Don Parkinson, former vice president for the Eastern United States, was elevated to the new post of senior vice president of operations, with each new division vice president and general manager reporting to him. Parkinson reports to Steve Fellingham, president of KFC-USA.

"The net effect of this is that management will be closer to the field offices, which in turn will be closer to the franchisees, who in turn will be closer to the people who are most important in all of this, the customers," said Gregg Reynolds, a KFC spokesman.

Under the reorganization plan, KFC will consolidate nine divisions into five and maintain 12 regional field offices.

The plan creates a Northeast Division headquarters office in Baltimore, a Southern Division in Atlanta, a North Central Division in Chicago, a South Central Division office in Dallas, and a West Division office in Santa Ana, Calif.

Regional offices will be located in the five divisional headquarters cities and Philadelphia; New York; Orlando, Fla.; Charlotte, N.C.; Detroit; Houston; and San Francisco. Kansas City, Detroit, San Francisco, and Charlotte were formerly divisional headquarters cities.

Some franchisees said they supported the downscaling but regretted that some regional managers they worked with over the years were dismissed.

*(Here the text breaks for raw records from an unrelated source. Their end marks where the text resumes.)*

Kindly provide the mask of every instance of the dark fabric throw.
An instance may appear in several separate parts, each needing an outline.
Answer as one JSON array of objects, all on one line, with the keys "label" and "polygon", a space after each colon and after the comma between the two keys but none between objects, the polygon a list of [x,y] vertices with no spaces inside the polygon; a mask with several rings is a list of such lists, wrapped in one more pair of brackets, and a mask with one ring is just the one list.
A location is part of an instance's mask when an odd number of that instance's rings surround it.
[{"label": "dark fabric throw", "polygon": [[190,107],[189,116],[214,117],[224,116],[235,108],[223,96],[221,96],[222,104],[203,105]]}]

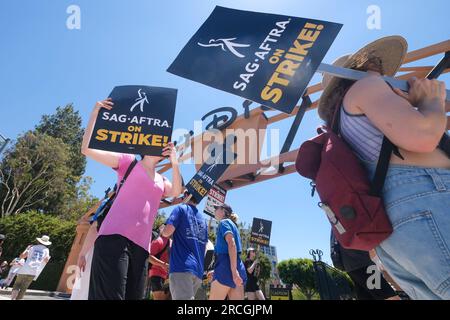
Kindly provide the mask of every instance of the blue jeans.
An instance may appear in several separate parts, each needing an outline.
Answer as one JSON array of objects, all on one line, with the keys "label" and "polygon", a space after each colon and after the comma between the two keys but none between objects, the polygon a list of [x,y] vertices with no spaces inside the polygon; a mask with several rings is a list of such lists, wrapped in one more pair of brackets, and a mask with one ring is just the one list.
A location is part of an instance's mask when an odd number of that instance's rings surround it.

"I see this as a very positive move," said Wayne Jones, president of Marcus Restaurants, Milwaukee, a 34-unit KFC franchisee. "Every large company in America is looking for ways to save administrative and overhead costs. So I don't think this will affect the franchisees.

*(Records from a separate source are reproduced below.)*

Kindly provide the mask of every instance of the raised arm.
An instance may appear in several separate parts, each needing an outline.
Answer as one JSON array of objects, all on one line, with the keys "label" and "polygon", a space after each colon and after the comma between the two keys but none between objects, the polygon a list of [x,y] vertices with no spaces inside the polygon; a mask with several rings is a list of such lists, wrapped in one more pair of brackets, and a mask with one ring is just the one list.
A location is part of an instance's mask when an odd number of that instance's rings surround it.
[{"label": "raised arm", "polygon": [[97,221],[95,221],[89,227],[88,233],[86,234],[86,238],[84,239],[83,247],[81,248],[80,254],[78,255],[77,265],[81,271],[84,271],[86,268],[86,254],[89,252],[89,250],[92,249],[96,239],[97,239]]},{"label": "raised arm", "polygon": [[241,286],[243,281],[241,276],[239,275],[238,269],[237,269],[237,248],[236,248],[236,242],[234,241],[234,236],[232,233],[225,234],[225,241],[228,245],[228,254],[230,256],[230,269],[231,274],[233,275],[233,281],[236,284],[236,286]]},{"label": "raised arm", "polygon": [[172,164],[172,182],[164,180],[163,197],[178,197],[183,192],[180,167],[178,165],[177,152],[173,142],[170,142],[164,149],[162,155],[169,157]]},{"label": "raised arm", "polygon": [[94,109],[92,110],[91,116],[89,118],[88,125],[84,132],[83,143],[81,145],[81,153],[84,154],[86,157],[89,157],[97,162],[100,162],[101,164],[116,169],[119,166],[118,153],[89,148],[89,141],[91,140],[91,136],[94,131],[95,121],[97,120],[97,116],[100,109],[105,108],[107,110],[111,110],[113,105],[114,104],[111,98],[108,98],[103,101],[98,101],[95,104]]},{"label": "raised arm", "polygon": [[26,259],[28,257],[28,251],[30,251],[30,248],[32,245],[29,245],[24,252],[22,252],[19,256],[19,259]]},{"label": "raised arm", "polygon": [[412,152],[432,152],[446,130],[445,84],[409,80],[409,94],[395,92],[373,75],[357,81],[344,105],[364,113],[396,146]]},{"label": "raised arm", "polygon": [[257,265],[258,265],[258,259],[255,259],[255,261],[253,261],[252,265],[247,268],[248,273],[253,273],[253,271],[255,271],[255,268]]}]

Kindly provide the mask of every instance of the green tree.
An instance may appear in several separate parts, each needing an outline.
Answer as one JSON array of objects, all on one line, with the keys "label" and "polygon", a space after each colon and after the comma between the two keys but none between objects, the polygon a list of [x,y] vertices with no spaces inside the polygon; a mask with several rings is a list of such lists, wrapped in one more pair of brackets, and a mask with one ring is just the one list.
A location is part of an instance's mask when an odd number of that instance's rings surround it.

"But I do hate to see a few of the old-timers retire. They were very good, but fortunately they left a lot of good, young people behind them."

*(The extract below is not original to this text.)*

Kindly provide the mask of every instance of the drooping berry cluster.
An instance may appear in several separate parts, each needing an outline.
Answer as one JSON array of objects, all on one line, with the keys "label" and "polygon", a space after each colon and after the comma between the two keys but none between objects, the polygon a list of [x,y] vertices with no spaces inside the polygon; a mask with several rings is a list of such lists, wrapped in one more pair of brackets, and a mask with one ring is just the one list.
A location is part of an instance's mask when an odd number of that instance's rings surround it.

Allan Scott, vice president of finance and general manager of Marshall Scott Enterprises, a 10-unit franchisee in St. Louis, said he wished the company could have saved some of the jobs.

Scott said he had typically dealth with the Kansas City staff, one of the divisional offices now shuttered.

"I don't know what has happened to some of the people over there," Scott said. "It's sad to see people you've known and worked with lose their jobs."

Appointed to the division vice president and general manager positions are Gary McCain in the Northeast; Ray Cabana, South; Dennis Gramm, North Central; Michael DeNoma, South Central; and Chuck Rawley, West.

McCain, Gramm, and Rawley are veteran KFC operations executives, and Cabana joins KFC from Taco Bell, where he had been Southern Division vice president of operations. DeNoma, formerly the Cincinnati area manager, joined KFC in 1988 from Pepsi-Cola International.

The 90 discharged employees represented a broad spectrum of job classifications ranging from clerks to divisional managers, but Reynolds said he did not have enough information to delineate specific job functions. Nor could he say what percent of total field service employees the discharged workers represented.

The changes eliminate a layer of field-service management the company has wanted to do something about since the late 1970s but has been unable to do anything until 18 months ago, Reynolds noted.

In fact, the company's streamlining comes nearly a year after the company discharged 90 headquarters staffers in what was described as a decentralization plan.

Reynolds said the company had been contemplating the reduction of the field-service operations for at least a decade but more pressing objectives -- principally a need to improve food quality and customer service -- made the cutback a lesser priority.